La sentencia del 31 de julio del año en curso, proferida por la Corte Suprema de Justicia, en donde ordenó a la Presidencia de la República que debía diseñar y ejecutar un Plan eficaz para la solución definitiva a los problemas de salud y las necesidades básicas insatisfechas de la población Wayúu, principalmente de los menores, aún no se ha acatado.

Muestra de ello son las constantes muertes de los niños Wayúu. ¿De qué manera se podrá llamar la atención del presidente Santos para que solucione esta situación de una vez por todas?

La obsesión de Juan Manuel Santos por sacar adelante el fallido proceso de paz, no por altruismo y ni por Colombia, ha evitado que de solución a la infinidad de problemas que afronta el país.

Colombia se le salió de las manos a Santos. Sin proceso de paz, con el país al borde de la quiebra esperando a que le aprueben la reforma tributaria, bretes en todos los ministerios, Santos no ha tenido cabeza para poner fin a la crisis en La Guajira, especialmente a los problemas de salud de la comunidad Wayúu.

En menos de una semana se han reportado 4 muertes de niños Wayúu, van 65 muertes infantiles por desnutrición y enfermedades asociadas a esta durante el 2016 comparado con 38 casos ocurridos en el 2015.

¿Existe algún recurso que obligue efectivamente al presidente Santos a solucionar los problemas que llevan a la muerte de niños por desnutrición en La Guajira y en el resto del país?

Santos, prefiere dar beneficios y tener toda clase de consideraciones con delincuentes y terroristas como son las Farc, antes que brindar la atención que merecen los niños colombianos.

Con los Wayuú muriendo, el presidente prefirió gastarse miles de millones de pesos en el plebiscito, que por cierto no tenía la obligación de hacer, solo por el capricho de poner al expresidente Álvaro Uribe en una contienda donde pensó que iba a ser vencedor.
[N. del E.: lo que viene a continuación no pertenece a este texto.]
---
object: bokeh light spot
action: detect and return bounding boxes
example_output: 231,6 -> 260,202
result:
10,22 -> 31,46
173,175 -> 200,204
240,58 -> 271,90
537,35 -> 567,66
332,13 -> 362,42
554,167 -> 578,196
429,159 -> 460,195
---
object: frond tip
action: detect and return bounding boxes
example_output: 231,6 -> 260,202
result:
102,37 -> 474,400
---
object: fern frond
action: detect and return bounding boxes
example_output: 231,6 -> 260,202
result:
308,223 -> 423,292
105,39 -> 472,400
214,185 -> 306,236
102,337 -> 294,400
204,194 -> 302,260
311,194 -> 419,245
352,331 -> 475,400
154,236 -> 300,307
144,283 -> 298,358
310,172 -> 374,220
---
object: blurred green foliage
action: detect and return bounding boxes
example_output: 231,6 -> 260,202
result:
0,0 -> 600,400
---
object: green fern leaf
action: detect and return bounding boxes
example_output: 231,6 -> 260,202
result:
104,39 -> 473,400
Pero las cosas le salieron mal al presidente. Tiene en aprietos al país.

Es más lo que están haciendo entidades privadas por La Guajira, que los planes desarrollados por la presidencia.

A lo anterior hay que sumar que la Fiscalía General de la Nación ha detenido a 20 de las 41 personas comprometidas en supuestos actos de corrupción en La Guajira. Uno de estos, que desvía recursos destinados a la atención de los niños, es del ICBF; se encuentran dos contratos que suman aproximadamente $3.400 millones que estaban dirigidos a la atención de 1.400 niños, de 0 a 5 años, madres gestantes y en periodo de lactancia. Este contrato realizado con Asociación Asomilenio, está en investigación por peculado de casi $1.500 millones.

Difícil situación para los niños de La Guajira y de los niños en todo el país en situación de riesgo, ya que no hay dinero suficiente para suplir las necesidades de poblaciones vulnerables. Más grave aún si no es aprobada la Reforma Tributaria.